En effet, il n’y a pas grand-chose à en retirer sur le plan de la science-fiction. La description des conséquences de Verity sur le monde aurait pu être fascinante. À quoi ressemblerait un monde dominé par ceux qui croient sincèrement à tout ce qu’ils racontent ? Ou bien, au contraire, à quoi ressemblerait un monde qui aurait accepté de se faire raconter des mensonges en connaissance de cause ? Cependant, l’auteur s’en tient à des lieux communs et à un simplisme réducteur : tout le monde ment, même le pape. Très vite, d’ailleurs, l’invention de la pilule Luv rétablit la situation antérieure.

On imagine aussi aisément ce qu’un Stanislas Lem aurait tiré d’un fait aussi incongru que la surcharge pondérale du protagoniste nu : analyses sophistiquées, théories alambiquées, expériences loufoques, satire de scientifiques… Mais c’est un fait que Solaris est déjà passé par là.
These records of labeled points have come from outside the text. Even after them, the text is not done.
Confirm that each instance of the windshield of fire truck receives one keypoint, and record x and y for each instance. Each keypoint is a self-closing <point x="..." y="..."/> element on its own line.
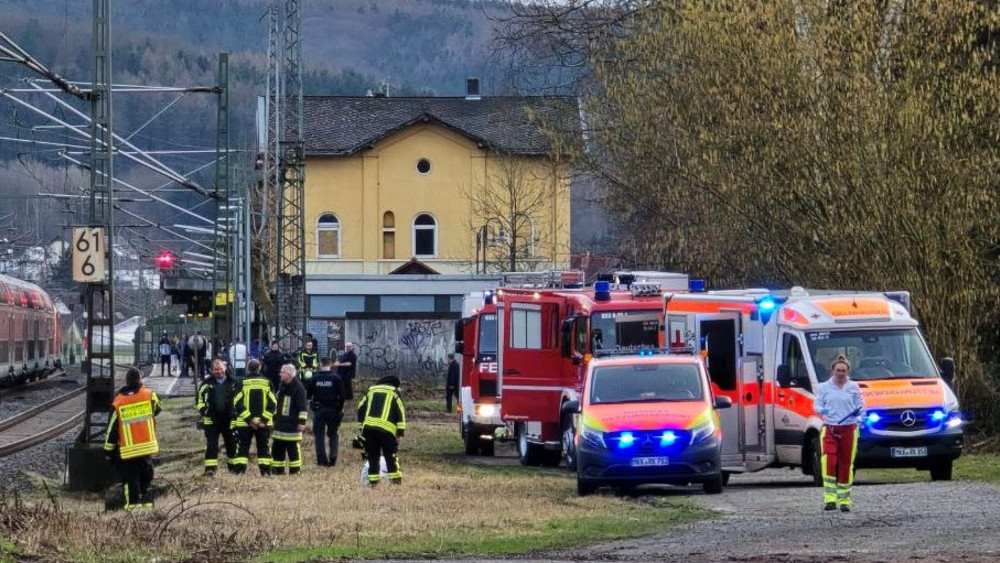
<point x="645" y="382"/>
<point x="488" y="334"/>
<point x="624" y="330"/>
<point x="874" y="354"/>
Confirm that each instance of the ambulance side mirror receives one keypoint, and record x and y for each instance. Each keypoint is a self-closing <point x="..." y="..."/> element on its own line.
<point x="784" y="376"/>
<point x="948" y="370"/>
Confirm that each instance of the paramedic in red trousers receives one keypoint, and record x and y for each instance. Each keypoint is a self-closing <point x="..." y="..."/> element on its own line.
<point x="383" y="421"/>
<point x="839" y="402"/>
<point x="131" y="439"/>
<point x="289" y="422"/>
<point x="216" y="397"/>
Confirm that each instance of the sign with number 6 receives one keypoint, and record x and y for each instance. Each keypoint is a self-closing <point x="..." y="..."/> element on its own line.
<point x="88" y="254"/>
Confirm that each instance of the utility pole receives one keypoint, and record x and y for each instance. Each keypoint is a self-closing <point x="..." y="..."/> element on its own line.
<point x="291" y="298"/>
<point x="87" y="468"/>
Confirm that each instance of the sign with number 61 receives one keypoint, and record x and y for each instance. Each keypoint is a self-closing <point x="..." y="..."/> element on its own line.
<point x="88" y="254"/>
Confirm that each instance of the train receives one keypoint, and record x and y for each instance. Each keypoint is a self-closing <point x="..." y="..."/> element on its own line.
<point x="37" y="335"/>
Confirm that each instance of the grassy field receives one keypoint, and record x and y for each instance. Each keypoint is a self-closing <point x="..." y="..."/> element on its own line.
<point x="446" y="506"/>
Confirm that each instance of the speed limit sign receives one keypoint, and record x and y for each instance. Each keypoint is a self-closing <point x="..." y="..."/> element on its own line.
<point x="88" y="254"/>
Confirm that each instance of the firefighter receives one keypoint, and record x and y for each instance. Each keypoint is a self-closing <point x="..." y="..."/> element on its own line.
<point x="839" y="402"/>
<point x="383" y="422"/>
<point x="254" y="406"/>
<point x="289" y="422"/>
<point x="131" y="438"/>
<point x="326" y="397"/>
<point x="307" y="360"/>
<point x="215" y="404"/>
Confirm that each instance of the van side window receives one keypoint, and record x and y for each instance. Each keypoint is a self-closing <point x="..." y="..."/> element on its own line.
<point x="793" y="358"/>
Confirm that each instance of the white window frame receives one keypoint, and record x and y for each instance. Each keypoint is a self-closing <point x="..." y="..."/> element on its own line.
<point x="321" y="227"/>
<point x="413" y="232"/>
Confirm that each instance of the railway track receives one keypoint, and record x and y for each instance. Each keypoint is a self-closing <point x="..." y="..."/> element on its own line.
<point x="42" y="423"/>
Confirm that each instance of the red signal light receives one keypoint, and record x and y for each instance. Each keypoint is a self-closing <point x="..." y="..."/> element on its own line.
<point x="165" y="260"/>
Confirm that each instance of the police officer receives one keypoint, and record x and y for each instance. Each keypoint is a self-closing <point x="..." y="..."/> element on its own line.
<point x="307" y="360"/>
<point x="273" y="360"/>
<point x="215" y="404"/>
<point x="383" y="421"/>
<point x="326" y="395"/>
<point x="254" y="406"/>
<point x="289" y="422"/>
<point x="131" y="438"/>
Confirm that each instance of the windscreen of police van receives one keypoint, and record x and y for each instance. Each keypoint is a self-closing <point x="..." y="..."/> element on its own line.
<point x="874" y="354"/>
<point x="624" y="330"/>
<point x="645" y="382"/>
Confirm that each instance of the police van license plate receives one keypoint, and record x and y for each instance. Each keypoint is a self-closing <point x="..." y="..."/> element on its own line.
<point x="909" y="452"/>
<point x="649" y="461"/>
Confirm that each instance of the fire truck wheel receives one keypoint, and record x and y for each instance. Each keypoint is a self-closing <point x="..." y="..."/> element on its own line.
<point x="584" y="488"/>
<point x="714" y="486"/>
<point x="817" y="461"/>
<point x="528" y="453"/>
<point x="471" y="439"/>
<point x="569" y="442"/>
<point x="941" y="471"/>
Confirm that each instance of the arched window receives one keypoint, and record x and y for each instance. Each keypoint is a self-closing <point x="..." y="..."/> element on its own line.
<point x="328" y="236"/>
<point x="424" y="236"/>
<point x="388" y="235"/>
Le propos du roman est ailleurs. L’auteur confirme une fois de plus l’affinité de la science-fiction pour les idées de nature philosophique, au détriment ici de l’intrigue, réduite à une série de rebondissements sans lien logique, peut-être pour illustrer la thèse du roman – ou peut-être pas.

L’auteur montre en tout cas qu’il appartient à une certaine génération, comme on le voit lorsque son héros utilise les déclarations enregistrées du président Nixon pour tester Verity, parce que le crime de Nixon « était bien attesté, assez récent, encore imprimé dans les mémoires » (p. 37). Le livre est sans doute sorti trop tôt pour se servir du cas Clinton, mais Reagan aurait quand même été plus « récent » pour les nombreux lecteurs d’aujourd’hui encore au berceau lors de l’affaire Watergate.
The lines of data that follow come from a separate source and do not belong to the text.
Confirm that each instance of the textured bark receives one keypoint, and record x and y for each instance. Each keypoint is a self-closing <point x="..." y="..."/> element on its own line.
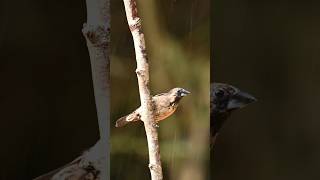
<point x="97" y="34"/>
<point x="142" y="72"/>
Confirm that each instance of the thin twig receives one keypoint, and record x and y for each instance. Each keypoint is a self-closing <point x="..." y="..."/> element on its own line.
<point x="142" y="72"/>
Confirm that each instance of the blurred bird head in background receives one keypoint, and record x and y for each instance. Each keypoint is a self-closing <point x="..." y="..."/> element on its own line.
<point x="224" y="99"/>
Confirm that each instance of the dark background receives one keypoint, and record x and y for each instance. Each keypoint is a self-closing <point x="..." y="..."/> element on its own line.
<point x="47" y="106"/>
<point x="178" y="44"/>
<point x="271" y="50"/>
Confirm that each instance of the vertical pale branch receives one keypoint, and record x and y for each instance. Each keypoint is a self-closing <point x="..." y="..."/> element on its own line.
<point x="142" y="71"/>
<point x="97" y="34"/>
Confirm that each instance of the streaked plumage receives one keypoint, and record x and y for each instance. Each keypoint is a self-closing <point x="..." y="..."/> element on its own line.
<point x="165" y="105"/>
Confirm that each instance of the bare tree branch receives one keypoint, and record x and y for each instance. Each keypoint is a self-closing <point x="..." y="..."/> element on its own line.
<point x="142" y="72"/>
<point x="93" y="163"/>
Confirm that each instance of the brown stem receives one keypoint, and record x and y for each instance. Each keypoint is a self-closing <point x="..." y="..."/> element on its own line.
<point x="142" y="72"/>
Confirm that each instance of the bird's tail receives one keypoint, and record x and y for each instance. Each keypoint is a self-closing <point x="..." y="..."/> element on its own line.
<point x="122" y="121"/>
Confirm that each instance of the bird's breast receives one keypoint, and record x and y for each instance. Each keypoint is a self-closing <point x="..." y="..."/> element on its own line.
<point x="164" y="112"/>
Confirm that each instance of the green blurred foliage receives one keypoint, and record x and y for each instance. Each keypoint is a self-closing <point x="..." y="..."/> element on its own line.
<point x="177" y="38"/>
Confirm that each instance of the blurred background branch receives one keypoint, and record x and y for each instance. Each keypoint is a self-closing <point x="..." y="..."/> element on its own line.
<point x="177" y="36"/>
<point x="142" y="71"/>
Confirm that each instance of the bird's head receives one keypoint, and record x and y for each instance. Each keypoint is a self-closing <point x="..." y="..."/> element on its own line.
<point x="226" y="98"/>
<point x="178" y="93"/>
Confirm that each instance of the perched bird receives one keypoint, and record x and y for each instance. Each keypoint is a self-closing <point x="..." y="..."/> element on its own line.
<point x="91" y="165"/>
<point x="165" y="105"/>
<point x="224" y="99"/>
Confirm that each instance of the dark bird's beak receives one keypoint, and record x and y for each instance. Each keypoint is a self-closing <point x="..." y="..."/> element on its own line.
<point x="184" y="92"/>
<point x="240" y="100"/>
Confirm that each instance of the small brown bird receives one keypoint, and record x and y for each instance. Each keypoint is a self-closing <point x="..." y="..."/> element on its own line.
<point x="91" y="165"/>
<point x="224" y="99"/>
<point x="165" y="105"/>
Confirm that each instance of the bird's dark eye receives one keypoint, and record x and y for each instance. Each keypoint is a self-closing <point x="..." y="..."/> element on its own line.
<point x="219" y="93"/>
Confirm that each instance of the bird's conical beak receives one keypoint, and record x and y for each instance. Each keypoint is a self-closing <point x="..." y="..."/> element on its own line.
<point x="184" y="93"/>
<point x="240" y="100"/>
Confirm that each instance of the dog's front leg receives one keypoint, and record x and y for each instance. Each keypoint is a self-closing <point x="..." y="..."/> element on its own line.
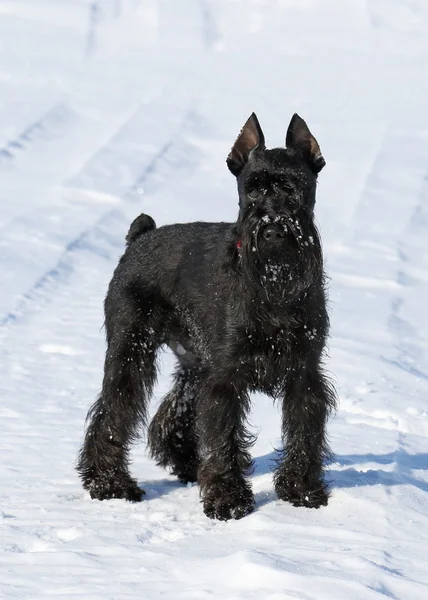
<point x="223" y="444"/>
<point x="308" y="400"/>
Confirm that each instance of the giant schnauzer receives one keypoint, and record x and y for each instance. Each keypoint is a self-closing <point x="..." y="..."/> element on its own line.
<point x="243" y="307"/>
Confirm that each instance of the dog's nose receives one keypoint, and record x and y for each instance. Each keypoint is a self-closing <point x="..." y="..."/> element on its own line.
<point x="274" y="233"/>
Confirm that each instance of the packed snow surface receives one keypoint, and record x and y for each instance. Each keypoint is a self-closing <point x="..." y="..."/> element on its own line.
<point x="113" y="107"/>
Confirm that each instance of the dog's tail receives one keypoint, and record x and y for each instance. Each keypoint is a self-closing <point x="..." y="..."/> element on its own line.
<point x="142" y="224"/>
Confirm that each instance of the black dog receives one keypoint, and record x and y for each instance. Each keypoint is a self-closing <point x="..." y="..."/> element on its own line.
<point x="243" y="307"/>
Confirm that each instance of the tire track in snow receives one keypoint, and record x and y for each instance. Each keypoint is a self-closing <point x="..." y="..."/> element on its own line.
<point x="173" y="154"/>
<point x="408" y="339"/>
<point x="46" y="127"/>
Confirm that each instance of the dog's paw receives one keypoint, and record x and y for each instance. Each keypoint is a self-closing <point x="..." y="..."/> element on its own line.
<point x="299" y="495"/>
<point x="224" y="503"/>
<point x="107" y="488"/>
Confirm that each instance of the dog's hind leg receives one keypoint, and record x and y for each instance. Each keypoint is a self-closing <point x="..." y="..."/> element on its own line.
<point x="120" y="411"/>
<point x="171" y="435"/>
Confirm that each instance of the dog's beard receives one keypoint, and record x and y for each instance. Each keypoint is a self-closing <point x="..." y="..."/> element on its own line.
<point x="286" y="269"/>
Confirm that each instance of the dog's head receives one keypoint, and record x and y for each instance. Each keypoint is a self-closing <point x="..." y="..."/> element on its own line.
<point x="277" y="197"/>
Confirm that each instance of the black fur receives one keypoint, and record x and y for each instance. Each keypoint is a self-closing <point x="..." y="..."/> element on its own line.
<point x="243" y="307"/>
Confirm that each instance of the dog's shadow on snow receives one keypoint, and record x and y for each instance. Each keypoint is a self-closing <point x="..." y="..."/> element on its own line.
<point x="356" y="470"/>
<point x="156" y="488"/>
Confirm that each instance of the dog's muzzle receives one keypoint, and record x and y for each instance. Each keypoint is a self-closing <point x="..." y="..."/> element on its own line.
<point x="273" y="230"/>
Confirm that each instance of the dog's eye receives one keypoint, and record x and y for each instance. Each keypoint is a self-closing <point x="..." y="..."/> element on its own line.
<point x="256" y="194"/>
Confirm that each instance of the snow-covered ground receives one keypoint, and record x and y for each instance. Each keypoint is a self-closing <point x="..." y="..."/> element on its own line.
<point x="111" y="107"/>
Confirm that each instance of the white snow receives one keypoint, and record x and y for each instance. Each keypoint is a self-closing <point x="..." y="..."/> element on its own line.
<point x="112" y="107"/>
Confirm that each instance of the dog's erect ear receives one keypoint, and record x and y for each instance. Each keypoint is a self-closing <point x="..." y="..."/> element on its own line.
<point x="251" y="137"/>
<point x="300" y="138"/>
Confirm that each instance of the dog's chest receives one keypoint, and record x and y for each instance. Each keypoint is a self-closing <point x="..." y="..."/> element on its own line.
<point x="264" y="357"/>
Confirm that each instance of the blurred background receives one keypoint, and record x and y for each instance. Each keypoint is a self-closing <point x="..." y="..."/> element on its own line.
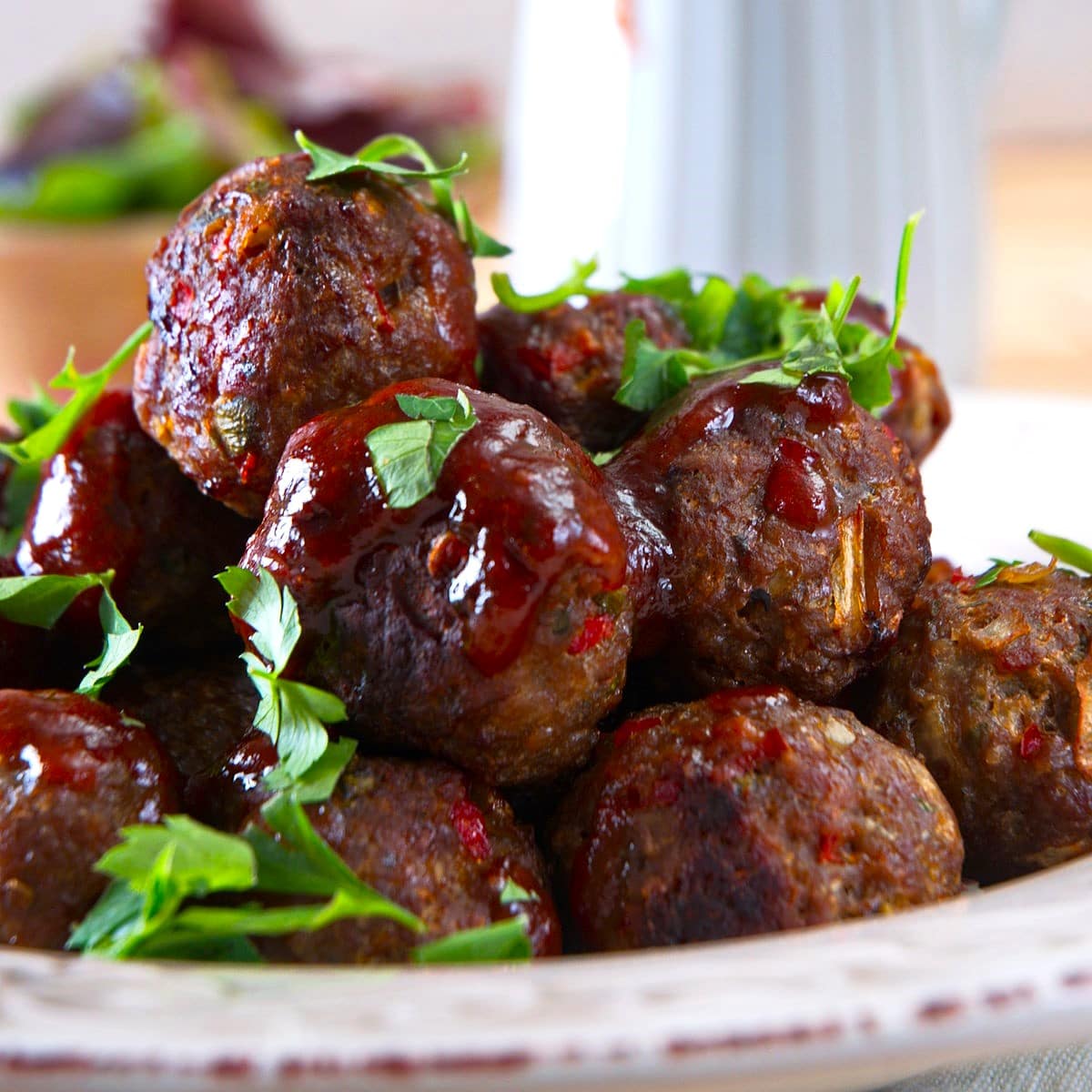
<point x="791" y="136"/>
Difficile, en fin de compte, de ne pas juger L’Homme qui pesait plus lourd nu qu’habillé comme un livre où l’auteur n’a pas su marier son idée à une forme romanesque adéquate. La minceur d’une intrigue brouillée, voire brouillonne, permet tout juste à Élie d’en faire l’exposé, mais il manque l’argument porté par un élan romanesque qui aurait pu donner un ouvrage plus conséquent. [JLT]

  • Source : L'ASFFQ 1999, Alire, p. 69-71.

Références

  • Anonyme, Le Libraire 4, p. 38.
  • Boivin, Pierrette, Nuit blanche 79, p. 26.
  • Chartrand, Robert, Le Devoir, 09/10-10-1999, p. D 3.
  • Martel, Réginald, La Presse, 03-10-1999, p. B5.
  • Tessier, Dominique, Lettres québécoises 97, p. 29.